Quote ... Unquote is a panel game broadcast on BBC Radio 4 based on quotations. Every episode since the beginning of the series on 4 January 1976 has been chaired by its deviser, Nigel Rees. The programme broadcast its 53rd series in October/November 2017.
Format
The main part of the programme consists of a non-competitive quiz where the chairman asks each of the four panellists in turn to identify where a certain quotation, phrase or saying comes from. In between these rounds, the panellists are asked to share some of their favourite quotations on a specified theme. Other parts of the programme are devoted to answering queries from the programme's listeners about the sources of quotations and the origins of everyday phrases and idioms.
Contestants
There have been over 500 guests on the programme, many appearing multiple times. They include: Tom Stoppard, Peter Cook, Peter Ustinov, Judi Dench, Alan Bennett, Denis Healey, David Attenborough, Kingsley Amis, Kenneth Williams, Douglas Adams, John Mortimer, Neil Kinnock, Katharine Whitehorn, Malcolm Muggeridge and Lord George-Brown.
Production
The programme uses former BBC staff announcers or actors to read the quotations. Ronald Fletcher was the original reader. In recent years the main male reader has been Peter Jefferson, formerly of Radio 4, who took over from William Franklyn when the actor died in 2006, though Charlotte Green has taken over the role from the beginning of Series 50 in August 2014. Former Radio 3 announcer Patricia Hughes was another regular, starting in 1994.

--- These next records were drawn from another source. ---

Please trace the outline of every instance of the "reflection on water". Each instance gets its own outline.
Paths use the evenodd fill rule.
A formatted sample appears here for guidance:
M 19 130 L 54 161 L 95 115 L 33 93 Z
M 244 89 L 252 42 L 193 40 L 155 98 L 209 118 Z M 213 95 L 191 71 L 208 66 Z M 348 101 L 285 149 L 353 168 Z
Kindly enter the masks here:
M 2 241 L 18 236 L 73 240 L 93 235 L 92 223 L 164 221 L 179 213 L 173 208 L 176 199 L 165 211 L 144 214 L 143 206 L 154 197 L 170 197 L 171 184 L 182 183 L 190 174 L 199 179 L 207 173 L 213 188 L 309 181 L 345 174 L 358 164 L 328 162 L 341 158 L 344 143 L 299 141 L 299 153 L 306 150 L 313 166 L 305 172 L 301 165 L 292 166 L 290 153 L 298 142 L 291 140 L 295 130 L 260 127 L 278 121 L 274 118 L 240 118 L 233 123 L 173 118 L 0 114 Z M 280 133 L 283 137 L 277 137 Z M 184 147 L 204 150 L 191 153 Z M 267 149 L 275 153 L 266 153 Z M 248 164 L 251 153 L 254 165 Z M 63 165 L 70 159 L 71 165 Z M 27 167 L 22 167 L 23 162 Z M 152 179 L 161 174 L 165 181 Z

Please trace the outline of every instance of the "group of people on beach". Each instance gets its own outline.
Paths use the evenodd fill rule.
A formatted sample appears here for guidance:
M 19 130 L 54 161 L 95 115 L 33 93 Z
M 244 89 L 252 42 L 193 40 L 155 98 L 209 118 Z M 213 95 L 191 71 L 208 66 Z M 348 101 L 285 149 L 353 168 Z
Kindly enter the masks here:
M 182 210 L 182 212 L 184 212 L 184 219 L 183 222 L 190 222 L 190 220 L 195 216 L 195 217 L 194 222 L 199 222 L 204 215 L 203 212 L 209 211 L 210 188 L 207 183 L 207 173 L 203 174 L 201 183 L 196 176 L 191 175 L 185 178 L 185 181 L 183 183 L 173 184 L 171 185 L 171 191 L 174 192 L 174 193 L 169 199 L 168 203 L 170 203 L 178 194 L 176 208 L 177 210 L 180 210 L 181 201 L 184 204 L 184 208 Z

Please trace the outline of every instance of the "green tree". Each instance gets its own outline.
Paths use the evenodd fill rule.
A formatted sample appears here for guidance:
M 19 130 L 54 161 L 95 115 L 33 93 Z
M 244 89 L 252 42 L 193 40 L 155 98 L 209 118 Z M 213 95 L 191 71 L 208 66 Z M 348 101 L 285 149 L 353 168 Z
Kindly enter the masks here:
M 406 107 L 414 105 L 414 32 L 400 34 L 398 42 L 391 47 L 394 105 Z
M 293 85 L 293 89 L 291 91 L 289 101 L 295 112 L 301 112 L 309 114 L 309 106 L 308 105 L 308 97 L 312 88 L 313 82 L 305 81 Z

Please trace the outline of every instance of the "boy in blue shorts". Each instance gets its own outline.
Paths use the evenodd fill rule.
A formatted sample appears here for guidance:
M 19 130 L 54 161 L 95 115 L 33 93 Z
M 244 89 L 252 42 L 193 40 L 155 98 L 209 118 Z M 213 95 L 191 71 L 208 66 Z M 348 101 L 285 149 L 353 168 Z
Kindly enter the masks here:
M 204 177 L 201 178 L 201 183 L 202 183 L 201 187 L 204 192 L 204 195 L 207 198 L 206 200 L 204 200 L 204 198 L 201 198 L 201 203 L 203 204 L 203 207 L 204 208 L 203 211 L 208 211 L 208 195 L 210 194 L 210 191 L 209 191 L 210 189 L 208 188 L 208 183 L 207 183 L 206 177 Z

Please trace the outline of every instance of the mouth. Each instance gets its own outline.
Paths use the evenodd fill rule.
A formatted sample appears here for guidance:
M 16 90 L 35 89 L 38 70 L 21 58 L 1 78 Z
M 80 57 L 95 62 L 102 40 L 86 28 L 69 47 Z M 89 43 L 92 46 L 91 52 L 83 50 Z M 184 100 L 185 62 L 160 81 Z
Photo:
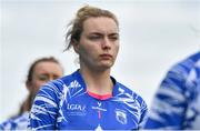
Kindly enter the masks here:
M 103 54 L 100 54 L 100 58 L 103 60 L 110 60 L 110 59 L 112 59 L 112 56 L 108 54 L 108 53 L 103 53 Z

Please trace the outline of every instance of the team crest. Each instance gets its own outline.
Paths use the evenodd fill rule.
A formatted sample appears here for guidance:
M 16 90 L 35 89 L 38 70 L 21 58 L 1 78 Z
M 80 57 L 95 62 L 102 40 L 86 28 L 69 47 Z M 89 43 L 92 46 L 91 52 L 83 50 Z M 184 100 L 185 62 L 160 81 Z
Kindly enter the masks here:
M 123 110 L 116 110 L 116 119 L 121 123 L 121 124 L 127 124 L 127 113 Z

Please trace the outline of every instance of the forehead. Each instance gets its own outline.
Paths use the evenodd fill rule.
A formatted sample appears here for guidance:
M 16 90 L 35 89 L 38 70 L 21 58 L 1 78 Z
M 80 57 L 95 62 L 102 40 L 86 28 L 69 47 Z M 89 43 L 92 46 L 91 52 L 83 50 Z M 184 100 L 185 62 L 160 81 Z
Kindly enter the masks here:
M 108 17 L 88 18 L 83 22 L 83 32 L 118 33 L 116 21 Z
M 62 68 L 60 64 L 51 61 L 42 61 L 36 64 L 34 73 L 57 73 L 62 74 Z

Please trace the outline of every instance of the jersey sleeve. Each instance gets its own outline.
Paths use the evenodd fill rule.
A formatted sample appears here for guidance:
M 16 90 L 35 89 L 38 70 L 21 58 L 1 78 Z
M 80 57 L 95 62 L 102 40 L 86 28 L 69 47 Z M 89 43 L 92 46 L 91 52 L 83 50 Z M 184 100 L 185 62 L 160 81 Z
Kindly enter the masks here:
M 181 129 L 187 107 L 187 69 L 174 66 L 166 75 L 148 112 L 144 129 Z
M 56 129 L 58 115 L 58 94 L 53 83 L 48 83 L 39 90 L 30 111 L 31 130 Z

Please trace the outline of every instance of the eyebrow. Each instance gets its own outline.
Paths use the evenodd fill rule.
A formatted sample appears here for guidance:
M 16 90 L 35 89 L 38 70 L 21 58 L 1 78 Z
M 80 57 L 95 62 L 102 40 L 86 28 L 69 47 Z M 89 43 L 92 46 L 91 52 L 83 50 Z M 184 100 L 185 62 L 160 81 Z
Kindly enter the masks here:
M 89 34 L 104 36 L 104 33 L 100 33 L 100 32 L 90 32 Z M 108 36 L 119 36 L 119 33 L 118 32 L 111 32 Z

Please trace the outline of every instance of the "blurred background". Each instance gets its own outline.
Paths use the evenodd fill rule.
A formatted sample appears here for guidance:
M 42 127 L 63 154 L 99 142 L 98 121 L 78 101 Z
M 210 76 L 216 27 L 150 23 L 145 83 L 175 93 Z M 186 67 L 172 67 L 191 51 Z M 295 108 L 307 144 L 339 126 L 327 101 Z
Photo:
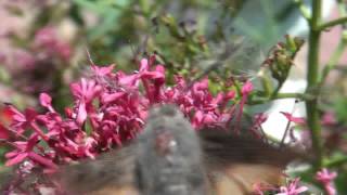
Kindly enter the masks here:
M 304 3 L 310 5 L 307 0 Z M 335 0 L 323 1 L 324 20 L 337 18 L 339 11 Z M 155 53 L 169 73 L 193 77 L 221 61 L 221 67 L 210 74 L 213 82 L 239 75 L 257 84 L 257 73 L 273 46 L 286 34 L 305 40 L 308 35 L 293 0 L 1 0 L 0 18 L 0 102 L 20 108 L 36 106 L 38 94 L 47 92 L 57 110 L 70 104 L 68 84 L 88 74 L 91 63 L 132 72 L 139 58 Z M 340 26 L 323 34 L 322 66 L 342 34 Z M 306 61 L 305 44 L 282 91 L 305 90 Z M 322 109 L 336 115 L 343 127 L 346 65 L 345 50 L 322 101 Z M 287 121 L 280 110 L 297 106 L 294 114 L 305 114 L 294 100 L 271 106 L 255 112 L 270 114 L 264 127 L 278 138 Z M 0 105 L 0 122 L 7 119 Z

A number of significant comedy producers have supervised the programme early in their careers, including John Lloyd (deviser of QI), TV executive Geoffrey Perkins, Have I Got News for You producer Harry Thompson and Armando Iannucci.
The programme's theme tune, between which snatches of quotations are inserted at the beginning of each show, is "Duddly Dell", written and performed by Dudley Moore â" the B-side of the single "Strictly for the Birds" (1961).